Wednesday, March 24, 2010

CryptoStream - direction, flushing, and length

I was tooling around with some encryption code, trying to learn a bit more about the .NET encryption APIs, and it occurred to me that some of the documentation for the general usage of CryptoStream was a little bit confusing. I am referring to the "direction" of the stream, and what the actual effect of the CryptoStreamMode instance is in the constructor.

The reason for my initial confusion was the EncryptTextToFile and DecryptTextFromFile methods the documentation uses in its sample. These methods kind of make it look as if you should use CryptoStreamMode.Read if you are doing decryption, and CryptoStreamMode.Write if you are doing encryption. This is not the case - you are free to use either direction no matter what kind of transformation you are applying.

My confusion probably originated from my one-track mind when it comes to streams: In all my experience with BizTalk pipeline components, I don't do a whole lot of writing to streams, and so I default to thinking of streams as objects that either access a resource, like the file system or the network, or as machines that apply a transforms as you pull data through them. You can layer these machines like Matryoshka dolls, with the data source at the center, and pull the data all the way out, and what you'll get out is the grand sum of all the transformations applied in order, without necessarily having to get the full result of each transformation in sequence. This is exactly how CryptoStream works in Read mode - the first argument to the constructor is the stream you are wrapping. The second argument, the ICryptoTransform, determines the transformation that the stream applies as you pull the original stream through. Just like any other stream, you can Layer a CryptoStream and return it, and the consumer can use it just like any other stream. Keep in mind, though, that a CryptoStream in Read mode is read-only, and CryptoStreams are never seekable.

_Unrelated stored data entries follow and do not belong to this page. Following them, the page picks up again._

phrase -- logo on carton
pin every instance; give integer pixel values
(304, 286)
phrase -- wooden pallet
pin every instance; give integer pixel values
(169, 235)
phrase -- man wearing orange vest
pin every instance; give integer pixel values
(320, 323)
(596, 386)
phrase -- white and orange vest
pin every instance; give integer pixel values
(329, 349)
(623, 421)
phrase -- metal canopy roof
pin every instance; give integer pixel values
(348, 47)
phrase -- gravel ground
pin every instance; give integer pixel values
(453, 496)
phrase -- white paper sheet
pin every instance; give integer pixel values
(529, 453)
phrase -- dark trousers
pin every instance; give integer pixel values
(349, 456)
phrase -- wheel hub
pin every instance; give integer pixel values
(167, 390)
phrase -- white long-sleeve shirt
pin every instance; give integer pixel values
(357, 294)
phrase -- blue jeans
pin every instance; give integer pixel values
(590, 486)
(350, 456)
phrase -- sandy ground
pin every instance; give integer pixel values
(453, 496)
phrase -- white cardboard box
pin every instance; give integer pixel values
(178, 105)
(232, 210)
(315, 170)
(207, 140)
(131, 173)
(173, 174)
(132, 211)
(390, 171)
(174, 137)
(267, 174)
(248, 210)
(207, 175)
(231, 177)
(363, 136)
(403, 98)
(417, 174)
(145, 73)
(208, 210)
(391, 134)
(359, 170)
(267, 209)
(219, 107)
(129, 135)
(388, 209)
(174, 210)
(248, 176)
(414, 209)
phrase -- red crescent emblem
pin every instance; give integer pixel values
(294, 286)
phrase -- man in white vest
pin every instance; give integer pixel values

A CryptoStream in write mode works the other way: with the first argument to the constructor, you define the stream that goes inside of it. When you write to the CryptoStream, the result of the transform gets pushed to the underlying stream.

So which direction is preferable? It depends on the shape of the information you're putting in and getting out. If your input is not a stream, and is instead something like a string or a byte array that you know the length of, Write is probably a simpler option, because you can just write your data directly to it. If you're dealing with streams, Read is likely easier.

Just like every other kind of stream, don't forget to flush your CryptoStream. CryptoStream does have one twiddly bit about it - Flush is a no-op. For whatever reason, the important flushing method in CryptoStream is FlushFinalBlock. The documentation does a good job of hammering it home that you can call Close to make sure this gets done, but calling Dispose does it as well, which is good to know because "using" statements are generally preferable where applicable.

One more important bit that's easy to overlook - while you may be able to determine the length of a CryptoStream you are reading from at runtime, the length of the CryptoStream is not necessarily the size of the data you will get out of it, because it's transforming the data as it zips through. This goes for all streams - don't be lazy, and don't use the length of a stream to set the size of a byte array you're going to store the data in!